Sansão foi escolhido antes mesmo de ser gerado. Deus tinha um propósito especial para sua vida, ou seja, ser um líder do povo de Israel. O Espírito de Deus o conduzia (Jz 13.25), e até o momento final de sua vida, apesar de seus erros, Deus esteve com Sansão e ouviu a sua oração (Jz 16).
Jeremias, Ester, Davi, Sansão e muitos outros personagens bíblicos nem imaginavam que o choro de seu nascimento se repetiria centenas de vezes ao longo de suas existências. Há tanta história para viver e contar entre o momento em que nascemos e morremos! Seja a nossa vida longa ou curta, nascemos por um propósito de Deus.

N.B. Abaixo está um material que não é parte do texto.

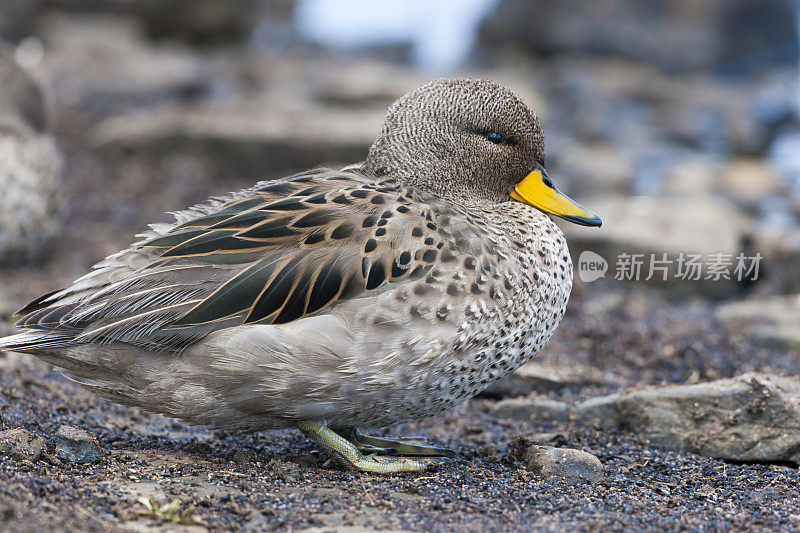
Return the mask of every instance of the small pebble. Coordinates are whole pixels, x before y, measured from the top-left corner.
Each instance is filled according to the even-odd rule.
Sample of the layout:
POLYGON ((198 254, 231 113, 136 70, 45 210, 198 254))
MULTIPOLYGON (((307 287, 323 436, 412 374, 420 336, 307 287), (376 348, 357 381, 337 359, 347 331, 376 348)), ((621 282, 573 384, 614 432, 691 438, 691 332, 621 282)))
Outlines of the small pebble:
POLYGON ((56 457, 71 463, 96 463, 103 458, 97 439, 75 426, 61 426, 56 433, 56 457))
POLYGON ((0 432, 0 454, 35 463, 44 451, 44 439, 22 428, 0 432))
POLYGON ((517 447, 518 458, 528 470, 545 477, 585 479, 603 477, 603 464, 591 453, 572 448, 554 448, 530 444, 517 447))

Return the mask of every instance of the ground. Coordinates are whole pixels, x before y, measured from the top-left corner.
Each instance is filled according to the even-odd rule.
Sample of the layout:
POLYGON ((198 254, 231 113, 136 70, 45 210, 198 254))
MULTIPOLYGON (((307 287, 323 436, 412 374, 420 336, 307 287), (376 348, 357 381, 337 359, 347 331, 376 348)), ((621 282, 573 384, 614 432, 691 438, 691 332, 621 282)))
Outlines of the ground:
MULTIPOLYGON (((708 378, 753 368, 789 370, 793 362, 736 341, 719 325, 717 335, 708 335, 702 309, 692 315, 685 304, 658 294, 627 291, 624 305, 595 316, 581 310, 586 298, 600 300, 612 288, 578 295, 544 362, 591 364, 572 346, 575 339, 591 338, 587 353, 594 354, 595 368, 613 372, 607 381, 616 379, 622 388, 683 382, 698 373, 708 378), (622 328, 621 314, 627 313, 649 318, 640 327, 622 328), (656 337, 654 328, 664 332, 656 337), (665 344, 679 353, 691 346, 695 351, 685 357, 650 355, 665 344), (746 358, 745 350, 754 357, 746 358)), ((577 387, 554 395, 580 399, 618 388, 577 387)), ((0 358, 0 429, 23 427, 42 435, 48 452, 35 464, 0 457, 0 513, 15 531, 203 527, 144 514, 137 500, 152 497, 162 506, 178 500, 184 512, 194 507, 185 516, 199 517, 212 530, 774 530, 800 524, 796 465, 732 464, 665 451, 620 431, 502 420, 491 415, 493 403, 477 398, 440 416, 379 431, 423 435, 451 447, 460 454, 453 464, 424 474, 368 475, 324 466, 324 454, 297 431, 231 435, 191 427, 110 404, 35 358, 8 355, 0 358), (52 437, 62 424, 95 436, 103 460, 74 464, 53 457, 52 437), (605 475, 585 482, 529 472, 512 451, 520 437, 593 453, 605 475)))

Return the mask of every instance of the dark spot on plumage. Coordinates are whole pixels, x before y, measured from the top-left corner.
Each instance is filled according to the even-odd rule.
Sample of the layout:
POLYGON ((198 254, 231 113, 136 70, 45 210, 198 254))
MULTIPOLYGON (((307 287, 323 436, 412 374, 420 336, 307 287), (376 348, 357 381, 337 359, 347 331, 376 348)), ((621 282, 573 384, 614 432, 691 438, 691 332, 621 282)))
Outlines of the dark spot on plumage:
MULTIPOLYGON (((442 243, 439 243, 439 244, 442 244, 442 243)), ((437 246, 436 246, 436 248, 441 248, 441 246, 437 245, 437 246)), ((453 261, 455 261, 456 259, 458 259, 458 258, 457 258, 456 256, 454 256, 453 254, 451 254, 451 253, 450 253, 449 251, 447 251, 447 250, 444 250, 444 251, 443 251, 443 252, 442 252, 442 253, 439 255, 439 261, 441 261, 442 263, 452 263, 452 262, 453 262, 453 261)))
POLYGON ((291 217, 273 218, 243 231, 239 236, 251 239, 277 239, 297 235, 297 232, 288 226, 291 220, 291 217))
POLYGON ((271 192, 273 194, 289 194, 293 190, 294 185, 288 182, 273 183, 272 185, 266 185, 259 189, 259 191, 271 192))
POLYGON ((381 213, 381 218, 391 218, 391 217, 392 217, 391 211, 384 211, 383 213, 381 213))
POLYGON ((378 241, 375 239, 369 239, 367 243, 364 245, 364 253, 370 253, 372 250, 378 247, 378 241))
POLYGON ((411 230, 412 237, 422 237, 422 228, 414 228, 411 230))
POLYGON ((332 239, 346 239, 353 235, 353 225, 350 223, 339 224, 336 228, 331 232, 332 239))
POLYGON ((445 319, 449 313, 450 311, 446 307, 440 307, 436 311, 436 316, 439 317, 439 319, 445 319))
POLYGON ((511 241, 511 242, 512 242, 512 243, 514 244, 514 246, 516 246, 517 248, 520 248, 520 249, 522 249, 522 248, 524 248, 524 247, 525 247, 525 245, 524 245, 524 244, 522 244, 520 241, 511 241))
POLYGON ((325 240, 325 234, 322 232, 315 232, 306 237, 306 240, 303 241, 304 244, 318 244, 325 240))
POLYGON ((410 253, 408 253, 408 252, 403 252, 403 253, 401 253, 401 254, 400 254, 400 257, 399 257, 399 259, 398 259, 398 262, 399 262, 401 265, 407 265, 408 263, 410 263, 410 262, 411 262, 411 254, 410 254, 410 253))
POLYGON ((404 205, 398 206, 397 207, 397 212, 398 213, 408 213, 408 207, 406 207, 404 205))
POLYGON ((380 205, 380 204, 386 203, 386 198, 384 198, 381 195, 375 195, 372 198, 370 198, 369 201, 372 204, 380 205))
POLYGON ((400 278, 406 273, 407 268, 399 266, 397 263, 392 263, 392 278, 400 278))
POLYGON ((433 246, 433 237, 426 237, 424 242, 426 246, 433 246))
POLYGON ((538 250, 538 253, 539 253, 539 257, 544 257, 545 256, 544 250, 538 250))
POLYGON ((385 226, 389 221, 385 218, 382 218, 378 221, 378 226, 385 226))
POLYGON ((364 222, 361 223, 361 227, 362 228, 371 228, 372 226, 375 225, 375 220, 376 220, 375 217, 369 216, 369 217, 364 219, 364 222))
POLYGON ((458 288, 458 285, 455 283, 448 283, 447 284, 447 294, 450 296, 458 296, 461 293, 461 289, 458 288))
POLYGON ((344 194, 340 194, 339 196, 337 196, 336 198, 331 200, 331 202, 333 202, 335 204, 342 204, 342 205, 351 205, 353 203, 353 201, 350 200, 350 198, 348 198, 344 194))
POLYGON ((369 195, 368 191, 364 189, 356 189, 355 191, 350 193, 350 196, 353 198, 366 198, 369 195))
POLYGON ((426 263, 432 263, 436 260, 436 250, 426 250, 424 254, 422 254, 422 260, 426 263))
POLYGON ((508 278, 503 280, 503 287, 505 287, 507 291, 511 290, 511 282, 508 280, 508 278))
POLYGON ((411 275, 409 276, 412 279, 421 278, 425 274, 425 270, 422 268, 422 265, 417 265, 414 267, 414 270, 411 271, 411 275))
POLYGON ((212 231, 182 244, 174 246, 161 254, 162 257, 179 257, 195 254, 209 254, 214 252, 227 252, 232 250, 246 250, 262 248, 263 242, 248 241, 235 236, 235 230, 212 231))
POLYGON ((327 181, 350 181, 350 178, 348 178, 347 176, 331 176, 325 179, 327 181))
POLYGON ((467 270, 475 270, 475 258, 474 257, 465 257, 464 258, 464 268, 467 270))
MULTIPOLYGON (((412 272, 411 274, 413 275, 414 273, 412 272)), ((417 296, 425 296, 430 292, 431 288, 428 285, 425 285, 424 283, 417 283, 416 285, 414 285, 414 294, 416 294, 417 296)))
POLYGON ((292 222, 292 226, 296 228, 313 228, 330 224, 337 218, 336 211, 331 209, 316 209, 292 222))
POLYGON ((428 222, 427 226, 429 230, 436 231, 436 224, 433 222, 428 222))
POLYGON ((263 209, 269 211, 299 211, 301 209, 306 209, 306 206, 300 198, 290 197, 265 205, 263 209))
POLYGON ((306 198, 305 202, 307 204, 324 204, 326 202, 325 194, 317 194, 311 198, 306 198))
POLYGON ((375 236, 376 237, 383 237, 384 235, 386 235, 386 229, 385 228, 378 228, 378 229, 375 230, 375 236))
POLYGON ((302 191, 297 191, 292 196, 311 196, 312 194, 319 192, 319 190, 319 187, 309 187, 307 189, 303 189, 302 191))
POLYGON ((369 264, 370 259, 368 257, 361 258, 361 275, 364 277, 364 279, 367 278, 367 274, 369 273, 369 264))
POLYGON ((478 285, 477 283, 473 283, 472 285, 469 286, 469 292, 471 292, 472 294, 480 294, 481 286, 478 285))
POLYGON ((383 263, 373 263, 369 269, 369 276, 367 277, 367 290, 377 288, 384 281, 386 281, 386 269, 383 263))
POLYGON ((539 281, 539 272, 537 272, 535 270, 533 271, 533 279, 535 279, 536 281, 539 281))

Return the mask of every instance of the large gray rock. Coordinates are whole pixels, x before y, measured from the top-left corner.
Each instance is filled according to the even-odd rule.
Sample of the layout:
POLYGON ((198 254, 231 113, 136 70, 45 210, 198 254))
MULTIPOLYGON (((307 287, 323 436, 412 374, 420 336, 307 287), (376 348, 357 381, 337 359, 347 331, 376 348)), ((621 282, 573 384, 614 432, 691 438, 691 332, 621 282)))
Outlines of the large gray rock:
POLYGON ((735 461, 800 463, 800 379, 744 374, 594 398, 585 424, 622 428, 665 448, 735 461))
POLYGON ((98 148, 151 157, 202 154, 246 179, 279 177, 366 157, 383 109, 343 110, 305 101, 242 100, 126 114, 101 123, 98 148))
POLYGON ((44 439, 22 428, 0 432, 0 455, 35 463, 44 452, 44 439))

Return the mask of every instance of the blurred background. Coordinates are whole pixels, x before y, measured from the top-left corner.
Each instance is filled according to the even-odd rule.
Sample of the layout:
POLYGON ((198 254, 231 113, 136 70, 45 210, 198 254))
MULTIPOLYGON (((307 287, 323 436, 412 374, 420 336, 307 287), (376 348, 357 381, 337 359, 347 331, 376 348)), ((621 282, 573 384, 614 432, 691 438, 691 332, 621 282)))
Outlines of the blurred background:
POLYGON ((573 326, 544 363, 567 350, 617 374, 620 357, 642 371, 657 361, 632 377, 658 382, 794 372, 798 7, 0 0, 0 129, 18 143, 0 170, 0 327, 165 211, 363 159, 395 98, 464 75, 536 108, 550 175, 605 221, 562 224, 574 259, 592 250, 609 270, 576 279, 573 326), (746 283, 613 280, 620 253, 682 252, 763 259, 746 283))

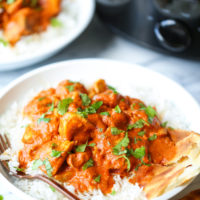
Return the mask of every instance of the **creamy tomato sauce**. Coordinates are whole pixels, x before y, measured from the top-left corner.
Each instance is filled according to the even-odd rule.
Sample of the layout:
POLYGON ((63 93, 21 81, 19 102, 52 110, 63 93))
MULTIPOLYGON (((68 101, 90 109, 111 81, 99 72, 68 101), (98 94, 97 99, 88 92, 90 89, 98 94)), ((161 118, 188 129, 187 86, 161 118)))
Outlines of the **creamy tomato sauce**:
POLYGON ((40 168, 76 191, 112 192, 113 177, 131 177, 141 186, 152 165, 166 165, 176 147, 156 109, 120 95, 98 80, 87 90, 62 81, 40 92, 24 108, 31 120, 22 138, 20 167, 40 168))

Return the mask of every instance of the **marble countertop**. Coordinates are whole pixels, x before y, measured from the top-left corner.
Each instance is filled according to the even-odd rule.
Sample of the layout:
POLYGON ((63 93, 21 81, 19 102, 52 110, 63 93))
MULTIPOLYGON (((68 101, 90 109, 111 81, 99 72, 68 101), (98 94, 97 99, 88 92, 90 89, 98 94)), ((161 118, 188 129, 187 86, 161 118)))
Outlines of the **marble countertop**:
MULTIPOLYGON (((58 55, 34 66, 0 72, 0 88, 42 65, 76 58, 108 58, 140 64, 175 80, 200 103, 200 61, 163 55, 130 43, 108 31, 97 17, 80 38, 58 55)), ((5 200, 20 200, 3 183, 0 186, 0 195, 5 200)))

Há algo muito especial em ser criança: isto faz parte da vida. Mesmo querendo crescer rápido demais ou permanecer criança para sempre, em vida, essa é uma etapa que não se pode pular, pausar ou adiantar. A vida seguirá o seu curso. É uma fase que marca a nossa vida para sempre. Sejam marcas de alegrias ou tristezas, Deus jamais nos abandonou. Ele sempre esteve lá.
Quando Cristo diz que jamais entraremos no Reino dos céus se não formos como crianças (Mt 18.1-4), ele mostra que há algo especial enquanto somos crianças, algo que não deve morrer jamais, e isto é a confiança plena que as crianças trazem no coração. As crianças confiam sem julgar; aceitam e pronto. Assim deve ser a nossa confiança em Deus, como a de uma criança.
Receber uma criança é como receber ao próprio Deus (Mc 9.36-37). Somos chamados e desafiados a continuarmos sendo crianças. Somos chamados também a instruir a criança que passa pela nossa vida. Cada criança precisa ser amada, cuidada, ouvida e ensinada. É preciso dar-lhe esperança e vida plena. Ela precisa saber que existe um Deus que a ama desde o ventre de sua mãe e que tem um propósito para a sua vida.